[TiDB Usage Environment] Production Environment
[TiDB Version] 5.2.1
[Reproduction Path] TiFlash suddenly OOM, then it keeps automatically restarting and OOMing, unable to start. Scale-in and re-scale-out don’t work either. Manually deleting the synchronized store ID and synchronization rules in PD, it prompts successful deletion, but queries still show it. TiUP cluster display shows TiFlash as normal, but all TiKV nodes are in an offline state.
[Encountered Problem: Problem Phenomenon and Impact]
[Resource Configuration]
[Attachment: Screenshot/Log/Monitoring]
Before scaling TiFlash, is the TiFlash table canceled first?

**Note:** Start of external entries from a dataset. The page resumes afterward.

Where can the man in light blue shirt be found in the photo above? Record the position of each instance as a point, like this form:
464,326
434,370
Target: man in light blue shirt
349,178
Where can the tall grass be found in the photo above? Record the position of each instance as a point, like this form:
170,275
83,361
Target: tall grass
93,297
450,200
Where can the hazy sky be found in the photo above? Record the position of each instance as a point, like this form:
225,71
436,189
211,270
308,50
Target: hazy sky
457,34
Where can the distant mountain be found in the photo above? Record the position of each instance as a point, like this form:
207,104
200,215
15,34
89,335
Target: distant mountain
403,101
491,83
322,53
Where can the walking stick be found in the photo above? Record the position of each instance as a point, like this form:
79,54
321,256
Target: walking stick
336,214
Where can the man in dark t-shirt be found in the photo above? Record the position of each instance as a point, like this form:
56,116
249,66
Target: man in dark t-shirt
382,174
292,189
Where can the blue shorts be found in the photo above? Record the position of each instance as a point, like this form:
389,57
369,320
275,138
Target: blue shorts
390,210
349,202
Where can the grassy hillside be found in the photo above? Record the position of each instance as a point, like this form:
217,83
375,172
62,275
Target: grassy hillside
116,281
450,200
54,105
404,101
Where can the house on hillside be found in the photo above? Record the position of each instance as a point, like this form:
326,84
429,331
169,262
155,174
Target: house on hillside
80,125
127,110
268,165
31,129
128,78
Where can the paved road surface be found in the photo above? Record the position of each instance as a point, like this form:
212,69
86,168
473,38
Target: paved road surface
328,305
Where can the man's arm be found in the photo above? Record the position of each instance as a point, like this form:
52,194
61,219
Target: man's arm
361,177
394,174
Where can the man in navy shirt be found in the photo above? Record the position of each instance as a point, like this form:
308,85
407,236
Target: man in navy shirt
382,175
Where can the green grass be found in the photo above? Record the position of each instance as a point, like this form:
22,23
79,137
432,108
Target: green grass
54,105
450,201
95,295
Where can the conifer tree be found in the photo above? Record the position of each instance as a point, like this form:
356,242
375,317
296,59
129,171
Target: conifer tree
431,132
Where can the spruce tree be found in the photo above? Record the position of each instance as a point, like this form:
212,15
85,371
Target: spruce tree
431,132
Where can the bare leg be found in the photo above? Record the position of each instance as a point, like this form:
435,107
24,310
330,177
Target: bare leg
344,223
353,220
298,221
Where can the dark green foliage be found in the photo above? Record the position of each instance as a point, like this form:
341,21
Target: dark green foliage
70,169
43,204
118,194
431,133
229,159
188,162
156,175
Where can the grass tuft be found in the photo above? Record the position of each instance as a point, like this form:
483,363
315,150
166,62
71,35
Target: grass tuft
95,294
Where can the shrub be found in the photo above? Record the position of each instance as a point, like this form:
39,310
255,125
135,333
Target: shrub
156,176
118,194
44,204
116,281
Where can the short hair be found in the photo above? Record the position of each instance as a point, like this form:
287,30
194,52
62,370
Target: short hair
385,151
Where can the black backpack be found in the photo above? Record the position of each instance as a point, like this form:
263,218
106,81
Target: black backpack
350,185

Which specific rule (placement?) and operation method is this deletion referring to?
Use pd-ctl store to check if TiKV is offline, it might be related to the rules you deleted earlier. If Pd-ctl also shows it as offline, you can try the following command to see if it can be brought up:
curl -X POST http://:/pd/api/v1/store/<store_id>/state?state=Up
It should be fine now. Before scaling down, the synchronization table was canceled through ALTER TABLE SET TIFLASH REPLICA 0.
According to the official documentation 使用 TiUP 扩容缩容 TiDB 集群 | PingCAP 文档中心, the deletion rules are specified there. Because the deletion of the store is not very detailed, I thought all the store IDs queried by the command needed to be deleted. Fortunately, it can be restored.